Call it contrast, balance or yin and yang — the principle is clearly at work in the expertly layered spaces interior designer Nora Schneider creates. “I’m not a big fan of rooms that have all one style,” says the Chicago-based creative. “I like to mix it up — I love smooth with rough and old with new — that tension is something that I concentrate on. I have always been attracted to the combination of ancient and modern and how they compliment and elevate one another.”

When designing the sumptuous bedroom pictured bw (her own, as it happens), Nora used the wallpaper as her jumping-off point. “I knew that I wanted the wall behind the bed to be great-big oversized, exaggerated blooms. Once I found the paper, it became the inspiration for the wall color and the rest of the room. I wanted it to be dark and moody. I often do bedrooms in dark saturated colors, if the client will go for it. Bedrooms are rooms where you can really do that. Your bedroom is your sanctuary, and when you shut the door it sort of envelops you,” she says.

In addition to a pair of antique Chinese chests used as sleek bedside tables, Nora brought in a stone garden stool. Part elegance, part ergonomics, she placed it an exact arms-length from bed, creating the perfect book perch.

When kicking off a new design project, Nora often counsels clients to start by choosing one thing that they really love. “I don’t care if it’s a vase, a chair, wallpaper, or a rug that we find — we use that as a starting point,” she says. “They fall in love with something, and then the inspiration comes from there. I advocate starting with a rug.

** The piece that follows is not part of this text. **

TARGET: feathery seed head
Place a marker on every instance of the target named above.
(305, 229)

People always want to paint everything first, when actually it should be the the last thing that you do.”

A life-long treasure hunter, Nora credits her mother with sparking her passion, by taking her along to estate sales and antique shops as a child. She learned early to spot a piece with potential. “It used to be so much fun. We would walk up and down the alleys and look for people’s [cast-away] furniture to repurpose. I’d take a piece home and paint it purple or something crazy,” says Nora. These days, her searches are often conducted in service of her clients. “Wherever I go I’m on the lookout for beauty and unique pieces. Whether it be junk shops in Mexico or antique shops in Paris, I’m always looking for treasures for my clients.”

When it comes to designing for high-rise apartments, Nora is skilled at taking spaces well beyond the  “white box” look. “What I try to do is build character. Adding an antique, whether it’s Asian or French, is such an easy solution and it feels so right,” she says. “I like other antiques as well, but Asian antiques, in particular, for their clean lines — and when it comes to patina, nobody does it better. They really are the perfect fit for most rooms I design.”

Another of her signature tools for delivering rich, storied-looking spaces, is the high-contrast power of black. “I like using black as a backdrop, and then contrasting it with a vivid color, in front. That contrast is very dramatic and that’s what I like.”

“You only need a few beautiful things,” says Nora. “I love to create collections, but I like them to feel very curated. People love to buy a lot of beautiful stuff, but then it can feel like clutter — you can’t see the forest for the trees. Choose carefully and choose only a few special items. If you have a lot, none of it matters.” Pictured above is Nora’s personal collection of beaded African heads from Cameroon. She’s assembled a similar collection for a client.

“My clients are a consistent source of inspiration, I always look to them first,” says Nora. “I also love Instagram, it’s a never-ending resource. You have to build a great group to follow, and I’m always inspired by my peers.” Fashion, textiles, museums, and travel are just a few other favorites that top her list. “I do find that I come home from someplace and see myself doing things that relate to where I’ve just been,” she says.